About a month ago, the company unveiled plans to build one, and possibly two, 400,000-ton-per-year ethanol plants in China based on coal and using its new conversion technology. It is also planning a smaller, 40,000-ton plant in Clear Lake, Texas, based on natural gas.
The conference call didn’t shed a whole lot of light on what the technology is all about. It is pretty obvious that the process is based on gasification. Officials said that the plant can use any hydrocarbon feedstock, including biomass.
Another clue is that Alder said that the technology “integrates elements of Celanese acetyls technology.” What could this mean? Well, acetic acid, also known as ethanoic acid, has two carbons like ethanol. In other words, it is ethanol plus a carbonyl group. Celanese and other companies make it via the carbonylation of methanol using carbon monoxide.

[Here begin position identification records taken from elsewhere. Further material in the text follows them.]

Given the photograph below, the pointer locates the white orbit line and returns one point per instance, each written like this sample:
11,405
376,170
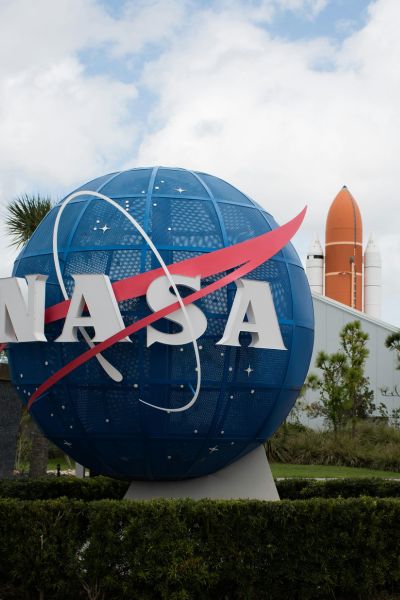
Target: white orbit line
107,366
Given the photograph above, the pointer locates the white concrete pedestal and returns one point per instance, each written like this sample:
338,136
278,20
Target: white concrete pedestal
248,478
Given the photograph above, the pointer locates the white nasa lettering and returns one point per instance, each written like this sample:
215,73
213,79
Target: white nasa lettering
22,306
254,300
159,295
96,293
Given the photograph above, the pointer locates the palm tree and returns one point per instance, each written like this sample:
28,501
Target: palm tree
23,216
393,343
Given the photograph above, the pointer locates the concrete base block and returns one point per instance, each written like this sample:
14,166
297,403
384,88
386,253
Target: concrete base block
248,478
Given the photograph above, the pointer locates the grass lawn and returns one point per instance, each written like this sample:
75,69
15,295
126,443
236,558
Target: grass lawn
289,470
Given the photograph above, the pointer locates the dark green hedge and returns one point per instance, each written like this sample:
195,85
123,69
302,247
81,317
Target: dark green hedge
99,488
298,489
96,488
176,550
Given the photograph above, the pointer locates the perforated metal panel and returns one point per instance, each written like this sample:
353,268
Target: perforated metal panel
245,392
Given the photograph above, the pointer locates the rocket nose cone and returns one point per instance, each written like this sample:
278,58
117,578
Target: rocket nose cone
344,223
315,248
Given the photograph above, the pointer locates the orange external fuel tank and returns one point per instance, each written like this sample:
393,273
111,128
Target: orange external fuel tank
343,251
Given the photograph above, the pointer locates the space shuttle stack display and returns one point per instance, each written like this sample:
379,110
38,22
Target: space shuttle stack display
372,279
315,267
343,274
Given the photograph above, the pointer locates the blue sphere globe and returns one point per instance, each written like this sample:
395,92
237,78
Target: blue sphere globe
245,392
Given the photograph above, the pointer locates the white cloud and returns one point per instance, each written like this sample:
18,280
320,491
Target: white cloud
262,113
59,125
288,122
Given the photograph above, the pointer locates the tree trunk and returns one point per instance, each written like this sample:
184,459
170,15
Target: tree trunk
10,416
39,454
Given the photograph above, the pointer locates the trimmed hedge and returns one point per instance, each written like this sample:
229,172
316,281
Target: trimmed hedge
99,488
185,550
96,488
298,489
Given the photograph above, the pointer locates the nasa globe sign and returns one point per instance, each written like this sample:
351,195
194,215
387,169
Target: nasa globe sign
159,324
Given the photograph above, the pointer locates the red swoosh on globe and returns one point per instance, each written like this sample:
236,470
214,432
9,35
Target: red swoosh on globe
246,256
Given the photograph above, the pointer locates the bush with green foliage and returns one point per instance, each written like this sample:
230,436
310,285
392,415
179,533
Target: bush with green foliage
374,446
101,488
47,488
233,550
302,489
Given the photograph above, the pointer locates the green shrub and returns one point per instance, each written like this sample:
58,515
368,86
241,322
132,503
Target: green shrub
95,488
229,550
298,489
375,446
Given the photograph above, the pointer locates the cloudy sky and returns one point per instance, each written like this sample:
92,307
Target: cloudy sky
286,99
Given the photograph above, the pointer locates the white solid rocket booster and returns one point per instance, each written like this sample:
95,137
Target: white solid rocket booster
372,279
315,267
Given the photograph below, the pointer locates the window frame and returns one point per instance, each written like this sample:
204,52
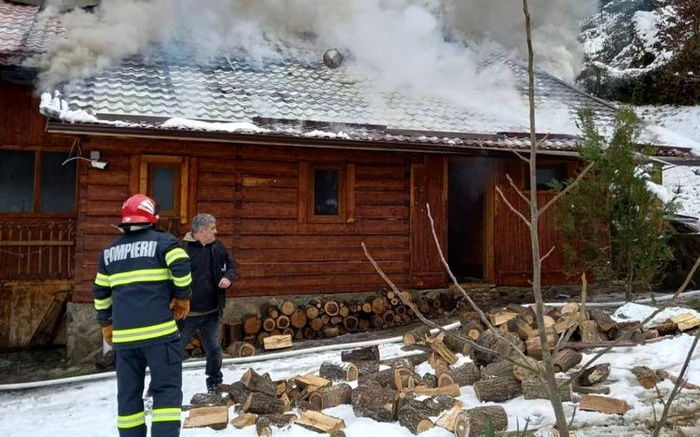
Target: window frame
148,163
36,210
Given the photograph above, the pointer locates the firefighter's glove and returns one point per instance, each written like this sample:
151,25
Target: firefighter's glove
107,333
180,307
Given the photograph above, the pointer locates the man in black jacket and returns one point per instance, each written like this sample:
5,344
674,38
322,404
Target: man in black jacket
212,273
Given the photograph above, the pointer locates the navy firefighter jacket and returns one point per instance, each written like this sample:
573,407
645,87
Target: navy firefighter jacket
138,275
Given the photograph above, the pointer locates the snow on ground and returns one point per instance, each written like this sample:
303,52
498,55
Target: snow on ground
89,409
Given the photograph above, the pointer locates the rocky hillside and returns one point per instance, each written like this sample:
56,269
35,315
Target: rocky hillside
633,52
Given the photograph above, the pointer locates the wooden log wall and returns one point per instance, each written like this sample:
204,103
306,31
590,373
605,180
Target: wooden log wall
254,193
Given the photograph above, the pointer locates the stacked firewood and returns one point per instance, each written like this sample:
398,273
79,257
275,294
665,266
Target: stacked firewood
326,318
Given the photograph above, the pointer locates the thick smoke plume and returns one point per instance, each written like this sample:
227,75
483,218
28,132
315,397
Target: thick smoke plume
430,46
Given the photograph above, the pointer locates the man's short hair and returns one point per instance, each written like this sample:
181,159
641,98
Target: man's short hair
200,221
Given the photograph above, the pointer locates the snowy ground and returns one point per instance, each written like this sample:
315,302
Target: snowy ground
89,409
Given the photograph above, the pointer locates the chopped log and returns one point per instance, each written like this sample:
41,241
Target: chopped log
589,331
331,308
591,390
466,374
474,422
521,373
497,389
262,427
535,389
238,391
312,312
662,374
240,349
668,328
272,311
602,319
212,417
338,372
448,419
312,381
603,404
282,322
351,323
261,403
646,377
329,397
370,353
280,420
252,325
269,324
448,390
277,342
414,419
298,319
416,335
565,359
288,307
429,380
258,383
330,331
320,422
502,317
685,321
379,305
377,403
366,368
456,344
569,308
593,375
503,368
244,420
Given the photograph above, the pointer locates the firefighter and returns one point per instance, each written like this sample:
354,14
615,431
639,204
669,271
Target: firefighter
142,287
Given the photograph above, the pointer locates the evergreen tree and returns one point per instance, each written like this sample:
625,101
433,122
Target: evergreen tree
612,221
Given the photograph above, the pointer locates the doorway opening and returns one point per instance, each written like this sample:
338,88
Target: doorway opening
468,224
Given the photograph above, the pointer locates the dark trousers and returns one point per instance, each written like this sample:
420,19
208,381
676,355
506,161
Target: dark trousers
165,363
208,326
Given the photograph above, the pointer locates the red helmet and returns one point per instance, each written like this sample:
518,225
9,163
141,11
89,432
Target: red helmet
139,209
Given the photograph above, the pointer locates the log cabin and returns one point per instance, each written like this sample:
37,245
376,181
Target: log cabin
297,162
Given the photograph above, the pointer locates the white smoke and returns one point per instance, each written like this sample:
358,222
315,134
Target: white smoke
398,44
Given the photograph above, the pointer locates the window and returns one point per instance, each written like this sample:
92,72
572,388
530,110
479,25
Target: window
164,178
547,173
36,182
329,196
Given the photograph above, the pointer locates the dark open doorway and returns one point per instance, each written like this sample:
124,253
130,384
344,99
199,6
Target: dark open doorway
468,182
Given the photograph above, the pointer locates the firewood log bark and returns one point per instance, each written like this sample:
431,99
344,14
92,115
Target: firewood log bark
258,383
238,392
370,353
366,368
457,345
416,335
565,359
535,389
466,374
497,389
240,349
262,427
646,377
377,403
329,397
593,375
414,419
261,403
252,325
338,372
475,421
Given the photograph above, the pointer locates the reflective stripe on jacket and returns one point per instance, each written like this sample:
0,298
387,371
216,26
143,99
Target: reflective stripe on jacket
137,277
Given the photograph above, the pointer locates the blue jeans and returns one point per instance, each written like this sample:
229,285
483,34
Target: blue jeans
208,326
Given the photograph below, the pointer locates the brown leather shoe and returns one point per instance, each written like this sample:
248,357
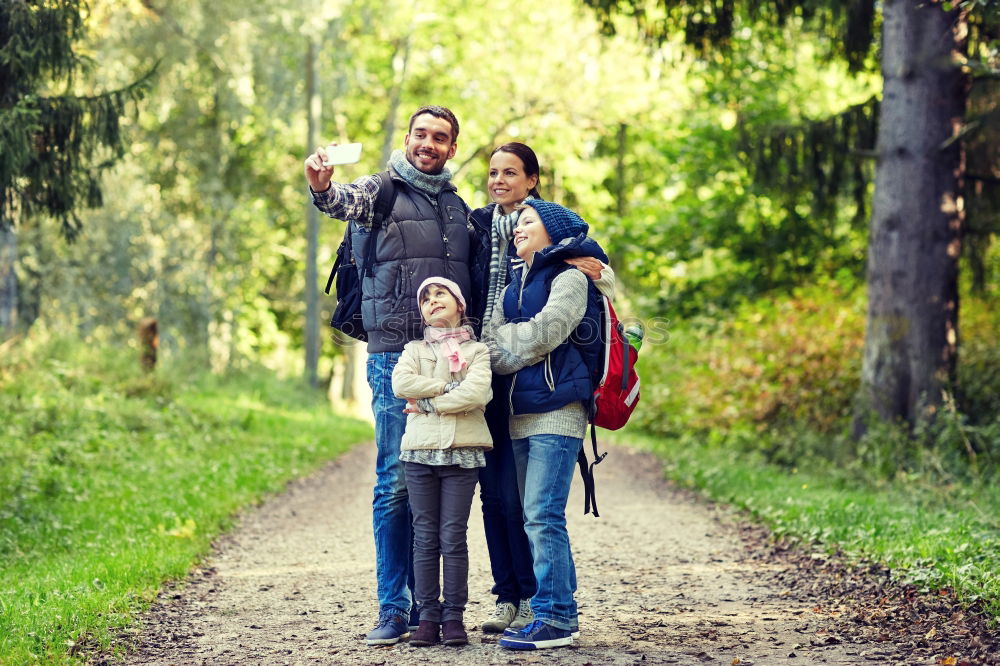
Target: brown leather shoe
453,633
426,634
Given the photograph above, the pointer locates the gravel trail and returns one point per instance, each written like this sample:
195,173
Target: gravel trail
663,579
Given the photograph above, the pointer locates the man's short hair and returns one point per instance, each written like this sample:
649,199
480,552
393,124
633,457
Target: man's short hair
441,112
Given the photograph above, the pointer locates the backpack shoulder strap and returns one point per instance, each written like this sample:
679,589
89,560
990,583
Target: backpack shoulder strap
384,202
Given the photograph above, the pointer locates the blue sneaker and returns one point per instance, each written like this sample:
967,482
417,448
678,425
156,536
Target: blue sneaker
574,632
537,636
414,618
389,630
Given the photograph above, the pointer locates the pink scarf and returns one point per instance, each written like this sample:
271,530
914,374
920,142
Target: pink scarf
449,338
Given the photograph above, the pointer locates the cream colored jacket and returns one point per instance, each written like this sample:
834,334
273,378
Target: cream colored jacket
422,372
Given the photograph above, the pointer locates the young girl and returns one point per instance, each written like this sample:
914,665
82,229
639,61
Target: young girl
445,379
548,385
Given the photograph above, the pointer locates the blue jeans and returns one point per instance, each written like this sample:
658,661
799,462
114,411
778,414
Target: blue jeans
503,517
390,508
545,466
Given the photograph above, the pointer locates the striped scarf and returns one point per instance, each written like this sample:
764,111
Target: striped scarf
501,233
429,183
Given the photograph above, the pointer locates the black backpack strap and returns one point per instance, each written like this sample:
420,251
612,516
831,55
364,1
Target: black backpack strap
587,474
384,202
345,250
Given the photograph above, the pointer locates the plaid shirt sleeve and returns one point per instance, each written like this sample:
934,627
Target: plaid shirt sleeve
354,202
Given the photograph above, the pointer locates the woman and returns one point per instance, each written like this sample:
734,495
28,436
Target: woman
513,179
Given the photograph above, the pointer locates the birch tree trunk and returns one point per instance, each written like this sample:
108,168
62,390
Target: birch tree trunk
312,226
917,210
8,282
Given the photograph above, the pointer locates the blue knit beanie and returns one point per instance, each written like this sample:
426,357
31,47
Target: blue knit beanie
559,221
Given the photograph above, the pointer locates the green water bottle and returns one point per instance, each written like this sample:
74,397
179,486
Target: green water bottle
634,336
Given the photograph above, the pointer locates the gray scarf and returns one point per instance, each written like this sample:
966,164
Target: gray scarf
501,233
431,184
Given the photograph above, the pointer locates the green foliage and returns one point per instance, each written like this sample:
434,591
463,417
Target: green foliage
775,361
778,378
849,27
55,145
935,536
113,480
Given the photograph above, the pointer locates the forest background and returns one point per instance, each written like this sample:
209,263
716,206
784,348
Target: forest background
731,183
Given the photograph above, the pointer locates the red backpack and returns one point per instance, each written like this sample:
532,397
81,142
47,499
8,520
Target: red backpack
616,393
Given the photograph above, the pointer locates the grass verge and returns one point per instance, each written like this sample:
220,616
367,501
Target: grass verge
934,536
112,481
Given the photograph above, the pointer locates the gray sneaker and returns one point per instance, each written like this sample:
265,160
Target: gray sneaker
501,617
524,615
389,630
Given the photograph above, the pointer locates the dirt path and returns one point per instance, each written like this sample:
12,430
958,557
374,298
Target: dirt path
662,580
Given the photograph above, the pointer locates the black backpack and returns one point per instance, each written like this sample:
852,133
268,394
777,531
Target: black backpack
347,314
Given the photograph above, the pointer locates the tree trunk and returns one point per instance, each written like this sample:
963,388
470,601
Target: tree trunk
312,227
8,282
913,250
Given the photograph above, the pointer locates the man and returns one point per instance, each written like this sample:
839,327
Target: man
428,233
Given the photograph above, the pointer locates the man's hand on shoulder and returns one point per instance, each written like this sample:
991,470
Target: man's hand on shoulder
317,175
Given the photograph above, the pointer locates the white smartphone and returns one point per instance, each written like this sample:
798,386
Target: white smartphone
345,153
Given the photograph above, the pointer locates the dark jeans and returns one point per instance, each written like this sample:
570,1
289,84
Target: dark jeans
440,498
503,517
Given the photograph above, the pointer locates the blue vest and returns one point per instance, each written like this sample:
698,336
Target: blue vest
420,239
565,375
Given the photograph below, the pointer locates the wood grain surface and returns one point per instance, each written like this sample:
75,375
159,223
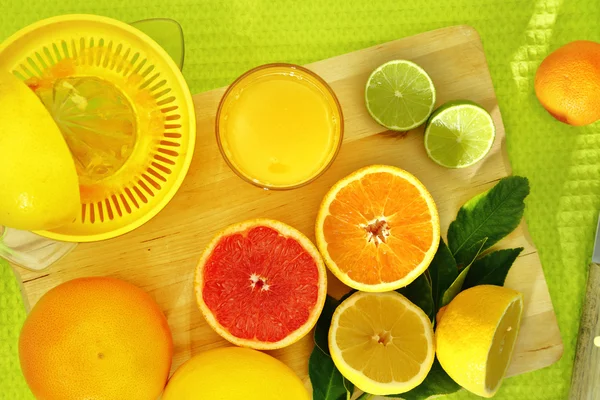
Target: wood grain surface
161,256
585,383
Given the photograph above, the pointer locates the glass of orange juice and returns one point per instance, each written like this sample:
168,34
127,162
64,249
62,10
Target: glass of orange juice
279,126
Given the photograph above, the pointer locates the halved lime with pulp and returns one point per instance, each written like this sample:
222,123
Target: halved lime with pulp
459,134
400,95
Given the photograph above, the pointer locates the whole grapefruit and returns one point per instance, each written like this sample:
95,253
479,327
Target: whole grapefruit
567,83
96,338
234,373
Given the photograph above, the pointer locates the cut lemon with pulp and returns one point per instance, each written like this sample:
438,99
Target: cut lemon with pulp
476,336
381,342
400,95
459,134
378,229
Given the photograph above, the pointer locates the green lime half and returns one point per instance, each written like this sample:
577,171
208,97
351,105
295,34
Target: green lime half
459,134
400,95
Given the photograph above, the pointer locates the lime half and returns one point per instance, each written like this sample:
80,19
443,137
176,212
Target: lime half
400,95
459,134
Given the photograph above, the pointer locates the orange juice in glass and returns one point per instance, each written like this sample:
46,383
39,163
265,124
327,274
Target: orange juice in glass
279,126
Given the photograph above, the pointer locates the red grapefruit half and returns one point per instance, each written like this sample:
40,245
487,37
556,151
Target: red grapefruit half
261,284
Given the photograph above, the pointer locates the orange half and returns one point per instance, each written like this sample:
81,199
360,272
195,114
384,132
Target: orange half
378,229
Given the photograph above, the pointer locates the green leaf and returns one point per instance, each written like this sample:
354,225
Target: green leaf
493,214
327,381
469,254
457,285
443,271
419,292
349,386
324,322
492,268
436,383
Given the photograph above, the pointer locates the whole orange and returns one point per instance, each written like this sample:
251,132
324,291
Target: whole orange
96,339
567,83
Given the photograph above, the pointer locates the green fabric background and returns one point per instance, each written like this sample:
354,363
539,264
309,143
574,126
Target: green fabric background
225,38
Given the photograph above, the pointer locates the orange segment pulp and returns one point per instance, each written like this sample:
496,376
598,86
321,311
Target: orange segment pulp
378,229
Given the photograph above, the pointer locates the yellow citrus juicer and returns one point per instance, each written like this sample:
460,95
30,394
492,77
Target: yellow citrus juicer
124,111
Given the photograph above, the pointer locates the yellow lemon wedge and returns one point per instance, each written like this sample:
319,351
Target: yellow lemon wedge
476,335
38,180
381,342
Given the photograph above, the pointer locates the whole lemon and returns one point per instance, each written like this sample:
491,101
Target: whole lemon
38,179
567,83
96,338
234,373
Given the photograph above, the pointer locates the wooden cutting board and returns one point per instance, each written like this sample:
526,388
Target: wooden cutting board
161,256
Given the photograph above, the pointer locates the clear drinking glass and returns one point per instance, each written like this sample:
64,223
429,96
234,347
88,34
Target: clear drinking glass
31,251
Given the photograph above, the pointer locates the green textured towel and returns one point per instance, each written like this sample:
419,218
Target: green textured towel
225,38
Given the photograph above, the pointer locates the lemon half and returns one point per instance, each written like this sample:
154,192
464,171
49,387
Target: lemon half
476,336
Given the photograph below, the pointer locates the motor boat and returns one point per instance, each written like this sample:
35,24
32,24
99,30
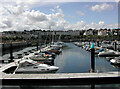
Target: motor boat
100,50
109,53
30,66
115,60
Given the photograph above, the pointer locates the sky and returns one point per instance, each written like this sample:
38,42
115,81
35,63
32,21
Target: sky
23,15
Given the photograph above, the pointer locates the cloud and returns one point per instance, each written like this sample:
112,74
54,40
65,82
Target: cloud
80,13
35,15
102,7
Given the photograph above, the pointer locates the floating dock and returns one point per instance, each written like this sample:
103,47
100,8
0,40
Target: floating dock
61,79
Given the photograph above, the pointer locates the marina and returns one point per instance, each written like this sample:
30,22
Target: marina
71,59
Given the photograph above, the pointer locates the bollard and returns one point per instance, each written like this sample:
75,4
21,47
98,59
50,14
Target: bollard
37,46
115,48
92,58
11,53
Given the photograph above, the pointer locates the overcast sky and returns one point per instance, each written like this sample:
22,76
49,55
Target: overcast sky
22,15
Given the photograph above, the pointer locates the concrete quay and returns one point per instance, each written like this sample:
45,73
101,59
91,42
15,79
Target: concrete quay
61,79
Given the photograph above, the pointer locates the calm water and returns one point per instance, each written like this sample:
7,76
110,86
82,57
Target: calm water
74,59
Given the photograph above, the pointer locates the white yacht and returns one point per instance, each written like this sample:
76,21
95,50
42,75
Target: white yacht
109,53
30,66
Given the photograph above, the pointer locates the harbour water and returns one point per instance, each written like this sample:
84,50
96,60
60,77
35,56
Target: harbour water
74,59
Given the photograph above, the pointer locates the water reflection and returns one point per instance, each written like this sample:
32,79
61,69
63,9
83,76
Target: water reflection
105,86
77,60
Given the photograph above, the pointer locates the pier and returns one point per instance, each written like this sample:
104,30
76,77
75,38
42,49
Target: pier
61,79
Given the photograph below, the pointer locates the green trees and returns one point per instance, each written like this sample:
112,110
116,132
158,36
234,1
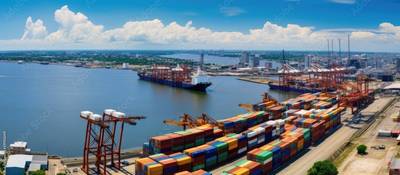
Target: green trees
1,168
38,172
362,149
323,168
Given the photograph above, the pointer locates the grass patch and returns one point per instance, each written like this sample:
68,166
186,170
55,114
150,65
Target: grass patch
347,150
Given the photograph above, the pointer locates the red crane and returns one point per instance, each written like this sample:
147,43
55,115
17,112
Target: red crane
104,138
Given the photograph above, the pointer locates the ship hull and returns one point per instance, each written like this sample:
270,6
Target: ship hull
290,88
196,87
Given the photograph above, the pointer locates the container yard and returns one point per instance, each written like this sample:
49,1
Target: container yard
266,139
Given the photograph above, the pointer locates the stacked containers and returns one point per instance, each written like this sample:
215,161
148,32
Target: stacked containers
317,131
276,112
198,155
222,150
178,141
242,122
263,157
242,143
244,167
184,161
147,166
198,172
169,165
274,148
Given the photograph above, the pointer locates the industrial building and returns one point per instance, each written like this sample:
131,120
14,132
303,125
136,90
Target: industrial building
256,61
18,164
244,59
394,167
19,147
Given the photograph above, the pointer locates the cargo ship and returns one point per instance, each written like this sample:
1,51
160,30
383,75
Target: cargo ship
276,86
180,77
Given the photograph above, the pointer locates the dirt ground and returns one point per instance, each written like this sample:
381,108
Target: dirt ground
376,161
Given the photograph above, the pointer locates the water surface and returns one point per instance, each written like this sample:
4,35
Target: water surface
41,103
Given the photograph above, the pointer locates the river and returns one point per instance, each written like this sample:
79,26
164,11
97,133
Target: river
40,104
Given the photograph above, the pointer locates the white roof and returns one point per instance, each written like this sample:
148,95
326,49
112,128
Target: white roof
34,167
395,164
19,144
18,160
395,85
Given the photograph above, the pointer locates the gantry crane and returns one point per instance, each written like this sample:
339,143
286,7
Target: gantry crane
255,107
186,121
103,139
356,94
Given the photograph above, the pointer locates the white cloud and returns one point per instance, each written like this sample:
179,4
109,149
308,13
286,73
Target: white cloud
74,27
231,11
344,1
34,30
76,31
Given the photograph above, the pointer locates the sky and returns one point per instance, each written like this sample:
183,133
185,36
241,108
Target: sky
373,25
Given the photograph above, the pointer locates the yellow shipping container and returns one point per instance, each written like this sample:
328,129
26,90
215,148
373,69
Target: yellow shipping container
242,171
155,169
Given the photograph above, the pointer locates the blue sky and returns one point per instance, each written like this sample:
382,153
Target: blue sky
219,16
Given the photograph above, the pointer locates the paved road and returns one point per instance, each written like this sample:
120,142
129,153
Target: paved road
322,152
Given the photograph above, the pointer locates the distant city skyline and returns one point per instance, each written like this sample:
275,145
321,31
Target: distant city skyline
177,24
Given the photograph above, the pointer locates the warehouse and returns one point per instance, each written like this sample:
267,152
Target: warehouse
19,163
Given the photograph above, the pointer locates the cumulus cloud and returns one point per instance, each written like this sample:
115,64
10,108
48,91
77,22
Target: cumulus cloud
34,30
344,1
231,11
75,27
76,30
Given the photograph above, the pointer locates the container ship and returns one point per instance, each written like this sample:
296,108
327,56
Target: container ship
180,77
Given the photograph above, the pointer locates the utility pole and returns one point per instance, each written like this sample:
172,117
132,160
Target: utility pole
329,48
348,46
4,140
340,48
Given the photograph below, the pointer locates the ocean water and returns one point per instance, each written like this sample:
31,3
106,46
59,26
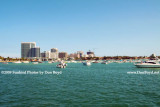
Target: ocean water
96,85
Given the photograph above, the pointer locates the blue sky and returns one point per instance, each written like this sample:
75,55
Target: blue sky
108,27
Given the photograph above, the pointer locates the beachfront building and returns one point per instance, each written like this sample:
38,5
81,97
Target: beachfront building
45,54
35,52
63,55
26,49
90,54
54,53
80,54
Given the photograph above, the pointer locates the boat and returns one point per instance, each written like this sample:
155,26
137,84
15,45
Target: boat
26,62
95,62
17,62
49,62
87,63
35,62
61,65
4,62
104,62
148,64
40,61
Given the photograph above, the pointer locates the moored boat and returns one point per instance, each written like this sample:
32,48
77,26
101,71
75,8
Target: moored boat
148,64
61,65
35,62
17,62
87,63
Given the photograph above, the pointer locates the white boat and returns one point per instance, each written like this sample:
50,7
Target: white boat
148,64
35,62
104,62
26,62
4,62
49,62
17,62
61,65
87,63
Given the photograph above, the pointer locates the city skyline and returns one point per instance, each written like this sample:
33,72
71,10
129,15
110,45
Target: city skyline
109,28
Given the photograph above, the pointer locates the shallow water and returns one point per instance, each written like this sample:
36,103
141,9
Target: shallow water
78,85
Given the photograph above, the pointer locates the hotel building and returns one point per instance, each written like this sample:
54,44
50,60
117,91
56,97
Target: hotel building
26,49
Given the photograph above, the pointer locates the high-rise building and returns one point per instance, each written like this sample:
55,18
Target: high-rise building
54,53
80,53
63,55
35,52
26,49
45,54
90,54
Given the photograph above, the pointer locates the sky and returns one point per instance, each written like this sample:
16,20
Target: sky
107,27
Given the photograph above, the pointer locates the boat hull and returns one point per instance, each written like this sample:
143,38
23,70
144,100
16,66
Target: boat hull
148,66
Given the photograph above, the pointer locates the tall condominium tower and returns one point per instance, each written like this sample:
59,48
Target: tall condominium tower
26,49
35,52
54,53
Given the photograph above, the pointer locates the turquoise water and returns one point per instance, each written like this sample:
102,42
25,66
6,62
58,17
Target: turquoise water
78,85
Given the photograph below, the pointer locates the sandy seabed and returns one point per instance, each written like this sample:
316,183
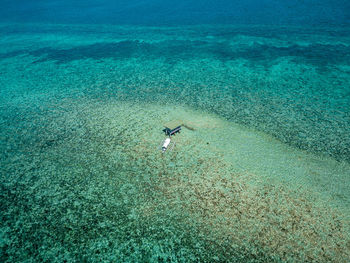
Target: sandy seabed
82,176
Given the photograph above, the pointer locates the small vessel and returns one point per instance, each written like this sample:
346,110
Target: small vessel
167,143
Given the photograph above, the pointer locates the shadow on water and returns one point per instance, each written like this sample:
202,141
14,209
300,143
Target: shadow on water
318,55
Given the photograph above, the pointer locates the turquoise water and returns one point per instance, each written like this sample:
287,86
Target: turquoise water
260,174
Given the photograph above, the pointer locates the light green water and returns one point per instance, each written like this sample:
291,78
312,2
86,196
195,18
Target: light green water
82,176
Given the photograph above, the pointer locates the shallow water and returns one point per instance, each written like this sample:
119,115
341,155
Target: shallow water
262,175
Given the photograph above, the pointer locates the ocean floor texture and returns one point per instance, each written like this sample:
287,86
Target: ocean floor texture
260,171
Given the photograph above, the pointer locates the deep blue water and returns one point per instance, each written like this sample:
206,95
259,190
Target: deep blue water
167,12
259,173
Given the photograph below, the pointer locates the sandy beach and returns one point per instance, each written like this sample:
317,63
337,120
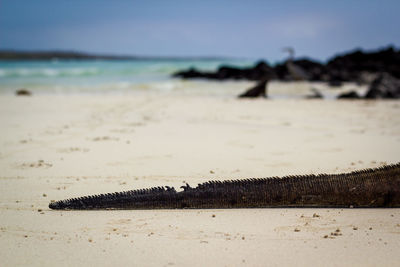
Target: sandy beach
55,147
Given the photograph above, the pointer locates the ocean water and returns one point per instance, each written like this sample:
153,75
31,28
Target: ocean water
102,76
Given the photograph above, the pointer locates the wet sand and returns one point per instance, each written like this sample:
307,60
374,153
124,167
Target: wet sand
56,147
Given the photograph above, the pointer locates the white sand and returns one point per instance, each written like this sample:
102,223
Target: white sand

Alder also mentioned that by the time the Clear Lake plant comes onstream in 2012, the company will have some 3,000 patents worldwide covering the technology, many of which are patents covering its existing acetyl chemistry.
Company officials also stressed that the technology is highly selective for ethanol, a point of contrast, they said, between Celanese’s technology and existing processes to get to alcohols via gasification, such as Sasol’s.
The economics, Weidman said, were “very favorable compared to fermentation.” Another advantage is that the technology is very scalable, officials stressed. Celanese can expand a 400,000 plant to 1 million tons at a fraction of the initial cost of building the plant. This seems to explain why Celanese said might build one–or two–plants in China. The options the company is looking at are either building a second plant, presumably at a different location, or expanding its first unit. Either way, Celanese wants to quickly ramp up the technology to about a million tons.
To say that Celanese is excited about the technology is an understatement. I have never once heard a chemical company gloat about a technology more than Celanese has about this ethanol process. “This technology breakthrough is a new platform for earnings growth with the potential to reshape Celanese,” Weidman said.
Weidman said that if Celanese had an operational million ton plant today, it would generate nearly a billion dollars in revenue and ethanol would be the Celanese business with the greatest profit margins. A cash cow is born, lay down some straw and gather the children.
Officials did get a little carried away. One of the principals, I lost track of who, said Celanese entering the ethanol business was “kind of like Amazon entering the book selling business.”